April 16, 2008:  According to Korsgaard, what is the Categorical Imperative?

 

April 18, 2008:  Write a two-paragraph significant objection to something in Lecture 3.  In the first paragraph, explain the position that you will object to.  In the second paragraph explain your objection.

 

April 21, 2008:  According to Korsgaard, what are the weird ("queer") normative entities?

 

April 23, 2008:  Write a two-paragraph significant objection to something in Lecture 4.  In the first paragraph, explain the position that you will object to.  In the second paragraph explain your objection.

 

April 25, 2008:  Write out a question for Professor Korsgaard.  Begin with a brief summary of the part of her work that your question is about (include a citation), then state the question. 

 

April 28, 2008:  How could people who don't use exceptionless principles to guide their choices be autonomous in Korsgaard's sense?

 

April 30, 2008:  Explain the example of the idealized Mafioso.

 

May 2, 2008:  What do you think is the most significant objection to Korsgaard?

 

May 5, 2008:  Consider the following proposed definition:  Good = what we want to want.  Apply the Open Question Argument to that proposed definition.

 

May 7, 2008:  What is Boyd's response to Moore's Open Question argument?

 

May 12, 2008:  Blackburn says that the fundamental state of mind of one who makes an ethical commitment is not a belief.  What is his term for it?

 

May 14, 2008:  Is there objective funniness?  Explain.

 

May 16, 2008:  Do you find Harman's argument against objective normativity persuasive?  Explain.

 

May 19, 2008:  Explain the Owen Wingrave example.

 

May 21, 2008:  What is the skeptical argument from the nature of practical reason alone that Williams and Korsgaard agree on?

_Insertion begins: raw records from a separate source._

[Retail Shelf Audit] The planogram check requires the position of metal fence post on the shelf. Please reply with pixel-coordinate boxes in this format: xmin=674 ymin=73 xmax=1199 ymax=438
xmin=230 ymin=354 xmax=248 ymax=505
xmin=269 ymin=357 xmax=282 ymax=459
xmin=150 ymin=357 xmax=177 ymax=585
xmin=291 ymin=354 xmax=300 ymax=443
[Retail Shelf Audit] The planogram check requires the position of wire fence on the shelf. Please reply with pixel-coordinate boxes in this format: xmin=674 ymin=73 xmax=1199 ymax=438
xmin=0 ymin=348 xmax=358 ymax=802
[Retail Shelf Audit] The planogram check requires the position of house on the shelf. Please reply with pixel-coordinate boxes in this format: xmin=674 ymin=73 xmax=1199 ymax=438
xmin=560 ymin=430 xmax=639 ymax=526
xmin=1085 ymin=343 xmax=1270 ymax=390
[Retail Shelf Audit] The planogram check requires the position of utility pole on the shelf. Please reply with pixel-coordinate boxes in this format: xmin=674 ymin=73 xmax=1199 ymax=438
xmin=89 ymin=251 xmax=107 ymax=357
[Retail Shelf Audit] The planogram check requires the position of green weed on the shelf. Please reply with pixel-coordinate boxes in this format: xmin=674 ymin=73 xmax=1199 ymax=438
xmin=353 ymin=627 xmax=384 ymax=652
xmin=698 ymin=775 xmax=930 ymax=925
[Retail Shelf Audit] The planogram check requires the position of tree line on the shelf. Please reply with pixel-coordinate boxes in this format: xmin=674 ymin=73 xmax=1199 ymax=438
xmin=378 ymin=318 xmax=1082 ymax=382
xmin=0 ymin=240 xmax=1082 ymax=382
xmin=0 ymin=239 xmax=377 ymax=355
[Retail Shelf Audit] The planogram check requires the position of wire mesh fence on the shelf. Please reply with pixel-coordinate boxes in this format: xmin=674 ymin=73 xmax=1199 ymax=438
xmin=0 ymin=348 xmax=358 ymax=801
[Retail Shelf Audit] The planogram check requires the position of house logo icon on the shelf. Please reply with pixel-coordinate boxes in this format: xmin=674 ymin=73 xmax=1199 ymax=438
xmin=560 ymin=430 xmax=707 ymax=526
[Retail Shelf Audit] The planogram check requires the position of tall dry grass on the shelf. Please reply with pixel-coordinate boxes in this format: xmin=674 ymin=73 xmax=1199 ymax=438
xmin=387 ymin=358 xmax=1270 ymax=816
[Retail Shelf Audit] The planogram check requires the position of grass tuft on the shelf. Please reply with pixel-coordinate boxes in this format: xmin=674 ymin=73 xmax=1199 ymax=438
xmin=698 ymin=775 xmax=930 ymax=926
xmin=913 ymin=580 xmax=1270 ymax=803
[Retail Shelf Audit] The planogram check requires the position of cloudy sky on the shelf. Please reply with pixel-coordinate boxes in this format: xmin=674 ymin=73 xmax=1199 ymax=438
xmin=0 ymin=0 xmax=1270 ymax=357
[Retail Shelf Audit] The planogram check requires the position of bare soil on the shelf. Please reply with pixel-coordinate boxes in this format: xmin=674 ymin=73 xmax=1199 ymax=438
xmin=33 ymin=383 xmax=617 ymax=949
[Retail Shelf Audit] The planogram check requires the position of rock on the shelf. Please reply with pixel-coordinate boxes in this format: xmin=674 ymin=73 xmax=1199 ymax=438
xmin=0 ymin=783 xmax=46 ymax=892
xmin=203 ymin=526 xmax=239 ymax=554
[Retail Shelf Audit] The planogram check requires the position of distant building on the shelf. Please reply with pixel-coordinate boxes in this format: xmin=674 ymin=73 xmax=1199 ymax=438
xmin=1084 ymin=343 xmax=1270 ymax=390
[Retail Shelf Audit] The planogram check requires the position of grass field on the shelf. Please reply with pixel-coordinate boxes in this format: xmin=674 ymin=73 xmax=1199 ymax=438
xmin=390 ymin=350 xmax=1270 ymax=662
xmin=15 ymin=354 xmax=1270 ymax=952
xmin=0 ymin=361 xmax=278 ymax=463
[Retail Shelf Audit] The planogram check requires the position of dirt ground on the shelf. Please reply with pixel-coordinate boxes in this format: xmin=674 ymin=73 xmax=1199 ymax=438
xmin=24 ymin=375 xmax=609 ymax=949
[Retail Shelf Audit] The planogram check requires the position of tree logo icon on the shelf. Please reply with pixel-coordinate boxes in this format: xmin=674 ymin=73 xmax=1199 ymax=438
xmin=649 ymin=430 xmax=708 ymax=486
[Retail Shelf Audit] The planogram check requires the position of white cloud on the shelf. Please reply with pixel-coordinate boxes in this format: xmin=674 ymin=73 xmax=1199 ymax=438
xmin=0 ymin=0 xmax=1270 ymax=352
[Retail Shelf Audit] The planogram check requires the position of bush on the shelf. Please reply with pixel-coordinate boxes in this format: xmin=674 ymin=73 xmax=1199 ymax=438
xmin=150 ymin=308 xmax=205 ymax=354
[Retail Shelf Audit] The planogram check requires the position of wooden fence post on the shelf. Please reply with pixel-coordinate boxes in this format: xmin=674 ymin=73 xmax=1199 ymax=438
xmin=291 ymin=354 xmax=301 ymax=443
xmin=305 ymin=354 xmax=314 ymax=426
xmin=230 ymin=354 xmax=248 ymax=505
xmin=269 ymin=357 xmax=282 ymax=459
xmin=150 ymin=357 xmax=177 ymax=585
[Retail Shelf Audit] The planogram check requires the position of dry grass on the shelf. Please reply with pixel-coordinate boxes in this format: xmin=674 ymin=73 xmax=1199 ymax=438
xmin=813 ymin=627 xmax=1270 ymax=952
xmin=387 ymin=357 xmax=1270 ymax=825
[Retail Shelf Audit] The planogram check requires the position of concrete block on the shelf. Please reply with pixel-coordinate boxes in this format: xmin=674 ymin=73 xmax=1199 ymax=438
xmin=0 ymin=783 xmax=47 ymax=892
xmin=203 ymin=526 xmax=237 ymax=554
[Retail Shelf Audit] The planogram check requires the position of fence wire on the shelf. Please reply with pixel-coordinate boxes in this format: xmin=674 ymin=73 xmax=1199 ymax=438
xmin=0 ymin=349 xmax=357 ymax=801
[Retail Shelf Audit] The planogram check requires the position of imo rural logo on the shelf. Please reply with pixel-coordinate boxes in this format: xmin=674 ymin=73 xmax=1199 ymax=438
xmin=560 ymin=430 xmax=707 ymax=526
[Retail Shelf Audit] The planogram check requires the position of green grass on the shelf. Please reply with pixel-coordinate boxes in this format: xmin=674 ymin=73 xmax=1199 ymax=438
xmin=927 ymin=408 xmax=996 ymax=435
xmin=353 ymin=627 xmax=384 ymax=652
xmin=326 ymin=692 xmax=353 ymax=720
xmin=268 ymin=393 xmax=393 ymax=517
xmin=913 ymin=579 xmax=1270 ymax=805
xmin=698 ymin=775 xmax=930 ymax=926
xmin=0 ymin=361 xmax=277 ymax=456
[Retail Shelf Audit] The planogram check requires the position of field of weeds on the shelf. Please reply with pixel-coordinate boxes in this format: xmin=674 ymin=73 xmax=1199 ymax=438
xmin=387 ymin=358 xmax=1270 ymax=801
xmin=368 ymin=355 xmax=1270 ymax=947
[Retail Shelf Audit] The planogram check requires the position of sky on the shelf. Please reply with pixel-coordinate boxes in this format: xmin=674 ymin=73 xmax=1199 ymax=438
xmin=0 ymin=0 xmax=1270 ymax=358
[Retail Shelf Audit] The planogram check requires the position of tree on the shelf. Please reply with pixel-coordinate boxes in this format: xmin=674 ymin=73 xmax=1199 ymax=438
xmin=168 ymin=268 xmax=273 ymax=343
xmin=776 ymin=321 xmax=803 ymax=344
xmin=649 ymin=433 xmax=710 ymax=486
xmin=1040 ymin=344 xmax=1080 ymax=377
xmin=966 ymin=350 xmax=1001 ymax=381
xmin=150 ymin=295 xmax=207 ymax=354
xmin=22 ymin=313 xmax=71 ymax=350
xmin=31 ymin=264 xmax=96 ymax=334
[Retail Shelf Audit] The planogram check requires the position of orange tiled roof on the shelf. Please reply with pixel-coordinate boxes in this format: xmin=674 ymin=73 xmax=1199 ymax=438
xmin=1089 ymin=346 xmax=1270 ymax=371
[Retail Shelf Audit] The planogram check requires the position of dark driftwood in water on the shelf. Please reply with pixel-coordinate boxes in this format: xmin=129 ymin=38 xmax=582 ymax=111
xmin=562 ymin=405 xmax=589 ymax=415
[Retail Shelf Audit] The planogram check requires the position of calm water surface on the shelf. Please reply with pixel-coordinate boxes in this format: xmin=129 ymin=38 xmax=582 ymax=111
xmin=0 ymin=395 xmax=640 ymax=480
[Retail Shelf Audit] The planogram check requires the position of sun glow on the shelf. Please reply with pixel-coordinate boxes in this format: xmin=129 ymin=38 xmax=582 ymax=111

[Hint:  "SMS = null set" plays a role in the argument.]

[Second Hint:  The conclusion of the argument is:  Such a person would have no practical reason to do anything.]

 

May 23, 2008:  Is it possible for an egoist (or anyone else) not to be committed to any moral reasons (i.e., not to be committed to any public or agent-neutral moral reasons)?  Explain.

 

May 28, 2008:  What kind of moral realist is Rawls?  No explanation necessary.

 

May 30, 2008:  What is Scanlon's main objection to Harsanyi and Rawls? 

 

June 2, 2008:  Why does Habermas think that the philosopher who argues for moral skepticism is involved in a performative contradiction?

 

June 4, 2008:  Today in class, Professor Talbott explained how someone who believed that human beings were the product of a naturalistic, evolutionary process could believe in normative truths that are true in all possible worlds.  On such a view as Professor Talbott's, what are normative truths?

 

June 6, 2008:  Write a paragraph explaining the difference between Kant and Korsgaard on the categorical imperative.